Os corpos das três vértebras lombares inferiores e seus discos intervertebrais, o ligamento longitudinal anterior, o músculo psoas maior, o tronco simpático e a terceira e quarta artérias lombares direitas estão todos posteriores à veia cava inferior. Superiormente a estas estruturas, a veia cava inferior está relacionada posteriormente ao pilar direito do diafragma, à parte medial da glândula suprarrenal direita, ao gânglio celíaco direito e às artérias renal, suprarrenal média e frênica inferior direitas.

O ureter direito, a segunda parte do duodeno, a borda medial do rim direito e o lobo direito do fígado estão todos lateralmente ao lado direito da veia cava inferior. A aorta, o pilar direito do diafragma e o lobo caudado do fígado estão todos do lado esquerdo da veia cava inferior.

Veias Lombares

Quatro pares de veias lombares coletam o sangue através de tributárias dorsais derivadas dos músculos lombares e da pele. Estes ramos se anastomosam com tributárias de origem lombar das veias ázigos e hemiázigos.

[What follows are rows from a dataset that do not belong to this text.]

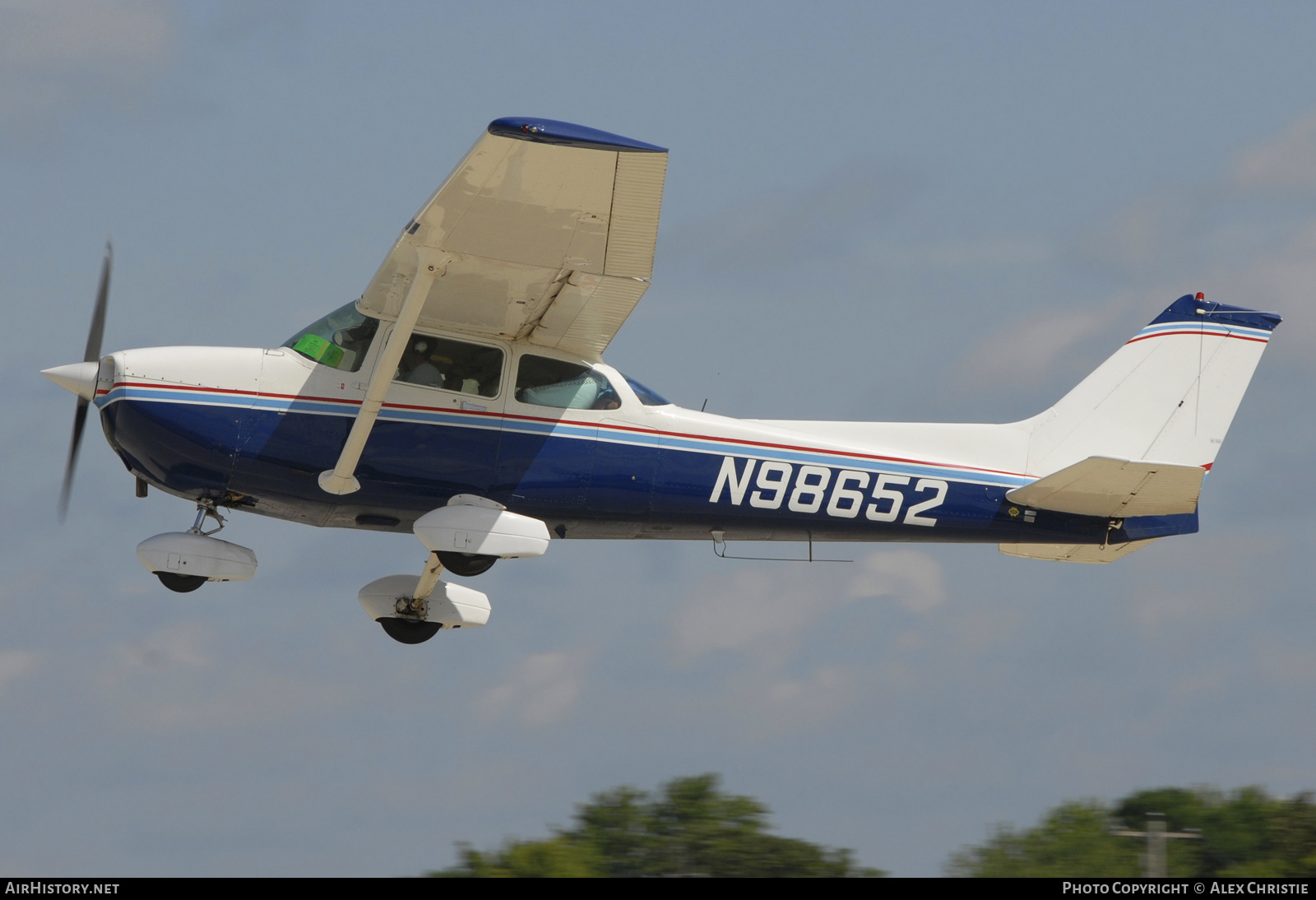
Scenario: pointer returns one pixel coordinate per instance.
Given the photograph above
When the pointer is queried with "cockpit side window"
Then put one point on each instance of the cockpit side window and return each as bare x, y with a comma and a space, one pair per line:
646, 397
339, 341
452, 364
563, 384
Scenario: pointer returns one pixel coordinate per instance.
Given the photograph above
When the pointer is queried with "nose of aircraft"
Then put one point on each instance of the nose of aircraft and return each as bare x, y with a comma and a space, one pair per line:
79, 378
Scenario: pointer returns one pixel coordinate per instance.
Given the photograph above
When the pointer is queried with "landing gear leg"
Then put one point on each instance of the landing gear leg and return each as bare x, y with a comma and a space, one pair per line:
178, 582
408, 625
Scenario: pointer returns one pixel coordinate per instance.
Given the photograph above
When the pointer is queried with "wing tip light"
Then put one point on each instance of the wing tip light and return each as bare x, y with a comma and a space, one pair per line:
550, 131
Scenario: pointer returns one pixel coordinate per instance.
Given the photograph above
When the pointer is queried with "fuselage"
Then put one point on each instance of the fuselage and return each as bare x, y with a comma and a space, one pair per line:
253, 428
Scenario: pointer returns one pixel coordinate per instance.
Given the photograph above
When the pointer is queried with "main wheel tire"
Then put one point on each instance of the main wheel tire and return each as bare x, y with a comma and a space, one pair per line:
181, 583
405, 630
466, 564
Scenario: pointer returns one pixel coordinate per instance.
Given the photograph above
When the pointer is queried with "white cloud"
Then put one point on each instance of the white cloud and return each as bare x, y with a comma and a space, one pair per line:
1004, 250
58, 53
174, 680
1289, 162
1036, 345
540, 689
793, 702
15, 663
762, 610
911, 578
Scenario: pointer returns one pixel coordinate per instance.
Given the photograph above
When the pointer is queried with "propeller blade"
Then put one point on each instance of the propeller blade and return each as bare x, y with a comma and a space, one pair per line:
79, 421
98, 318
91, 355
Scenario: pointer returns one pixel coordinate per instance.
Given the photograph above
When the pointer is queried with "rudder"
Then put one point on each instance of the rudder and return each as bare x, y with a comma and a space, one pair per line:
1168, 395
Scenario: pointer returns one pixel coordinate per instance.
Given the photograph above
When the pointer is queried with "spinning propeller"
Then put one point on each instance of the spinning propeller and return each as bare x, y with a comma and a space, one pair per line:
81, 378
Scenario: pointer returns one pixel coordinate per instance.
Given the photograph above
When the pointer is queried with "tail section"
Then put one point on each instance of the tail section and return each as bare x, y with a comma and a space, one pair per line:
1168, 395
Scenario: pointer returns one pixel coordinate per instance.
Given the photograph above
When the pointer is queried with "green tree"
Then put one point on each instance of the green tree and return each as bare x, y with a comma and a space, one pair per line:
688, 828
1245, 833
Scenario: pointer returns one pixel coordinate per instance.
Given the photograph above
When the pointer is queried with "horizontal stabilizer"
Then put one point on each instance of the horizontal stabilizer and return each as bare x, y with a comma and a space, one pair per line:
1115, 489
1089, 553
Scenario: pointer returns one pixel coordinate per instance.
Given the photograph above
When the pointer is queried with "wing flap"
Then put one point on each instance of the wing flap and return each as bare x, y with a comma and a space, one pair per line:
636, 202
526, 211
1085, 553
1116, 489
586, 315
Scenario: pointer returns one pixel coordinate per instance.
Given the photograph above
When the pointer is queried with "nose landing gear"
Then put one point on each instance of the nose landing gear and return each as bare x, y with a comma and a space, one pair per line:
184, 561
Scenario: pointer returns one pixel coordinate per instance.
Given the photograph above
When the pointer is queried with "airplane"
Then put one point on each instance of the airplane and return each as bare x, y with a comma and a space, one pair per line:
464, 397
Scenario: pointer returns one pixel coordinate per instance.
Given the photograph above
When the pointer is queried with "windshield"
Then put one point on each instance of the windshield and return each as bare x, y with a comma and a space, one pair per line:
646, 397
339, 341
566, 386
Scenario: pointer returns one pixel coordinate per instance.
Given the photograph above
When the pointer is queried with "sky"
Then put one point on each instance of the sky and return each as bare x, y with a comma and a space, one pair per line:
901, 212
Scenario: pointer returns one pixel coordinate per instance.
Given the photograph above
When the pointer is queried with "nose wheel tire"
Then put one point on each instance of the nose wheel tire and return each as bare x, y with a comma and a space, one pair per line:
466, 564
408, 632
181, 583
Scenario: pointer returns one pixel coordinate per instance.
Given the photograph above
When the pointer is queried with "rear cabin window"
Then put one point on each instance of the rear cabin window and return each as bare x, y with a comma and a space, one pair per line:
452, 364
565, 386
339, 341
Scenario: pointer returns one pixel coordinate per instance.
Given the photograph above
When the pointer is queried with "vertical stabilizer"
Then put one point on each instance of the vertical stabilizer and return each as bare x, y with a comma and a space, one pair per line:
1168, 395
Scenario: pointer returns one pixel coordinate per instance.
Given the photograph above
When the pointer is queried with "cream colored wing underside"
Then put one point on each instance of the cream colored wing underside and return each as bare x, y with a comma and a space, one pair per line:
539, 241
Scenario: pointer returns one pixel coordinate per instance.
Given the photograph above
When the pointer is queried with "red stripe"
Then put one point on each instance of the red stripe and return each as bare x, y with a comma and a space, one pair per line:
587, 424
1237, 337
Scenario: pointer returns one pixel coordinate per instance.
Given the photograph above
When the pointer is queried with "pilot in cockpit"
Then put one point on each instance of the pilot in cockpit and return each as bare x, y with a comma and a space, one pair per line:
419, 366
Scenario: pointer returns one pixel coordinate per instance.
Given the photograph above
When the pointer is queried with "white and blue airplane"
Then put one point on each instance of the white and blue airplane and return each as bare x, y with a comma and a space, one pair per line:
464, 397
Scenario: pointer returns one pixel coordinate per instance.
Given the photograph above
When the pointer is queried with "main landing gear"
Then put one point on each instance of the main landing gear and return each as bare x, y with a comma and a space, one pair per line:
184, 561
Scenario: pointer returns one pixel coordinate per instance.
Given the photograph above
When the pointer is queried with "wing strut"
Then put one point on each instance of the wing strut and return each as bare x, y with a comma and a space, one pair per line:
341, 478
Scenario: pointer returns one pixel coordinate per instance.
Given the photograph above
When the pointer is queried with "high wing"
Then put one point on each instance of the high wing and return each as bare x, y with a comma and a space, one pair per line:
545, 230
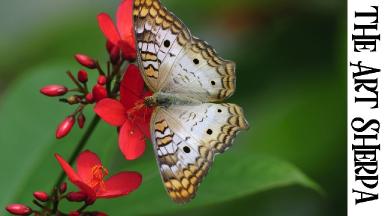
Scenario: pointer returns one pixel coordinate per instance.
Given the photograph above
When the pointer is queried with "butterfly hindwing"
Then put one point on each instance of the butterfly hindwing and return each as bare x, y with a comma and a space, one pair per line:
172, 60
186, 139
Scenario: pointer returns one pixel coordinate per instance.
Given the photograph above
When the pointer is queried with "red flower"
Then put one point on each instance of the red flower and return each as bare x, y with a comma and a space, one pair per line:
121, 35
130, 114
90, 175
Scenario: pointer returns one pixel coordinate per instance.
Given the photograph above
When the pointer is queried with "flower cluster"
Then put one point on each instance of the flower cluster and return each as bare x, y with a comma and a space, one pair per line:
89, 179
117, 97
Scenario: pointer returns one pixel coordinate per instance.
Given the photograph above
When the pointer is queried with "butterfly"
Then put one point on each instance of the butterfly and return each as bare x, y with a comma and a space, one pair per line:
190, 124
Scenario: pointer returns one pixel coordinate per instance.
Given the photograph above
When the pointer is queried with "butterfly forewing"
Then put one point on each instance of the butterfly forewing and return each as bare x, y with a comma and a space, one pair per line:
186, 134
171, 60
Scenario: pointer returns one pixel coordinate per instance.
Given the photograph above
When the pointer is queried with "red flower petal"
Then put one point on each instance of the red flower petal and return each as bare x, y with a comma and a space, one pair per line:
72, 175
124, 21
111, 111
132, 86
108, 28
120, 184
84, 164
99, 92
131, 141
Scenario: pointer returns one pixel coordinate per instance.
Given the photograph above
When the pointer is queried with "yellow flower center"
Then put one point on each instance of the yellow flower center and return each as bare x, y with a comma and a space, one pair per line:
98, 173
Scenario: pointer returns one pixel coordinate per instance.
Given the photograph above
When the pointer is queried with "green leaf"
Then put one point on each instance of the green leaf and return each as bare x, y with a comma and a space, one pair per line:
27, 130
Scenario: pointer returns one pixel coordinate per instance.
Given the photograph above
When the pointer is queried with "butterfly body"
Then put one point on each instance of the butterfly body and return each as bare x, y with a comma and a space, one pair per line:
190, 123
168, 99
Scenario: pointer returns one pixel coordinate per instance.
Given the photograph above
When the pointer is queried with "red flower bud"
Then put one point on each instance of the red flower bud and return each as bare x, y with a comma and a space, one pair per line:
102, 80
86, 61
65, 127
54, 90
74, 213
81, 120
89, 98
19, 209
63, 187
76, 196
82, 76
99, 93
115, 55
42, 196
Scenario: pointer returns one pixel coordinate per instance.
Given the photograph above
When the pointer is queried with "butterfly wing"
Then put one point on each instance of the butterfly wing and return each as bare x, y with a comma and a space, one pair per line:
186, 139
172, 60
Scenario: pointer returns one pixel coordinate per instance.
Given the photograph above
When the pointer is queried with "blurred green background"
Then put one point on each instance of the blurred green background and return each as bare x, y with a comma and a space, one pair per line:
290, 59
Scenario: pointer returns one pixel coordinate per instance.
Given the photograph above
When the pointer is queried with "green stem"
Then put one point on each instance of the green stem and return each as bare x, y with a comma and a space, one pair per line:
79, 147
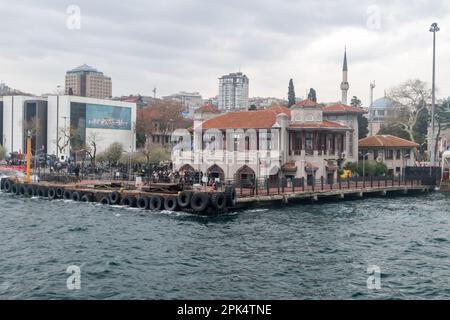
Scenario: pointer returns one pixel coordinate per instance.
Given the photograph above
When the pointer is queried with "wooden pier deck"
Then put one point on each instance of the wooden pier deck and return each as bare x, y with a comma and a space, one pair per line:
248, 197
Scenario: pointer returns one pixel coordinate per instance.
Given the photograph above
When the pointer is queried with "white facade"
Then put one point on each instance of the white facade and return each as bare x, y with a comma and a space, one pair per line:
13, 121
189, 100
59, 119
302, 142
233, 92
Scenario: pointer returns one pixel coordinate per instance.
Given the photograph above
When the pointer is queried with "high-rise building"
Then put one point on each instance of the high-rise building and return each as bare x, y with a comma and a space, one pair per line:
344, 84
86, 81
233, 92
189, 100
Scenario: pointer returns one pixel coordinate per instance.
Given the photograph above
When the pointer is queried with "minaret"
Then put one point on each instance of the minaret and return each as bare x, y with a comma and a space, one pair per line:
344, 85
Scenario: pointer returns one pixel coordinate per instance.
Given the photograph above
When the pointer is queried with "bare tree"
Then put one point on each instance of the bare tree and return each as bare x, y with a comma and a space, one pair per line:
91, 147
413, 95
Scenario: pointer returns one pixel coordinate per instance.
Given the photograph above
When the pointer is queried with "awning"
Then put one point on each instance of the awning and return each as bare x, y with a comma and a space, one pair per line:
289, 167
330, 166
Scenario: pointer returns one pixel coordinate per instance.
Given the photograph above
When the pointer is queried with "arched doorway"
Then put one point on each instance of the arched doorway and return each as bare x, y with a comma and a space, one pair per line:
215, 172
245, 176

As tributárias abdominais para as veias lombares drenam o sangue que advém das paredes abdominais posterior, laterais e anterior, incluindo o peritônio parietal. Anteriormente, as tributárias abdominais se anastomosam com tributárias das veias epigástricas inferior e superior. Essas anastomoses fornecem rotas de drenagem venosa contínua a partir da pelve e do membro inferior para o coração no caso de obstrução da veia cava inferior. As tributárias abdominais drenam para as veias epigástricas superiores e daí através das veias torácicas internas para a veia cava superior, enquanto as tributárias dorsais transportam sangue para o sistema ázigos e hemiázigos, e daí para a veia cava superior. Próximo à coluna vertebral, as veias lombares drenam os plexos vertebrais e estão conectadas pela veia lombar ascendente, que é um vaso que segue longitudinalmente anterior às raízes dos processos transversos das vértebras lombares. A terceira e quarta veias lombares são bastante consistentes em seu trajeto, e normalmente passam para a frente nas laterais dos corpos de vértebras correspondentes para entrar na face posterior da veia cava inferior. As veias lombares esquerdas passam por trás da aorta abdominal e, portanto, são mais longas. As primeira e segunda veias lombares a cada lado são muito mais variáveis; elas podem drenar para a veia cava inferior, veia lombar ascendente ou para as veias ázigos ou hemiázigos e estão frequentemente conectadas umas às outras. A primeira veia lombar normalmente não entra na veia cava inferior diretamente, mas segue para baixo a fim de se unir à segunda veia lombar ou, menos comumente, poder drenar diretamente para a veia lombar ascendente ou passar à frente sobre o corpo da

primeira vértebra lombar para se unir à veia ázigo. A segunda veia lombar pode se unir à veia cava inferior ao nível das veias renais ou próximo a estas, ou, menos comumente, unir-se à terceira veia lombar ou à veia lombar ascendente.

Veia Lombar Ascendente

A veia lombar ascendente conecta as veias ilíacas comuns, iliolombares e lombares. Ela se localiza entre o músculo psoas maior e as raízes dos processos transversos lombares. Existe uma considerável variabilidade no trajeto desta veia, da veia ázigos ou hemiázigos e da primeira veia lombar.

Superiormente, ela em geral se une à veia subcostal para formar a veia ázigos à direita e a hemiázigos à esquerda. Essas veias seguem adiante sobre o corpo da 12ª vértebra torácica e passam abaixo dos pilares do diafragma e para dentro do tórax. A veia lombar ascendente está usualmente unida a um pequeno vaso advindo da parte de trás da veia cava inferior ou da veia renal esquerda. Essa pequena veia representa a linha ázigos e é referida como a veia ázigos lombar.

Às vezes a veia lombar ascendente termina na primeira veia lombar, que em seguida contorna a primeira vértebra lombar com a primeira artéria lombar para se unir à veia ázigos lombar. Nessas circunstâncias, as veias subcostais se unem à veia ázigos à direita e à veia hemiázigos à esquerda.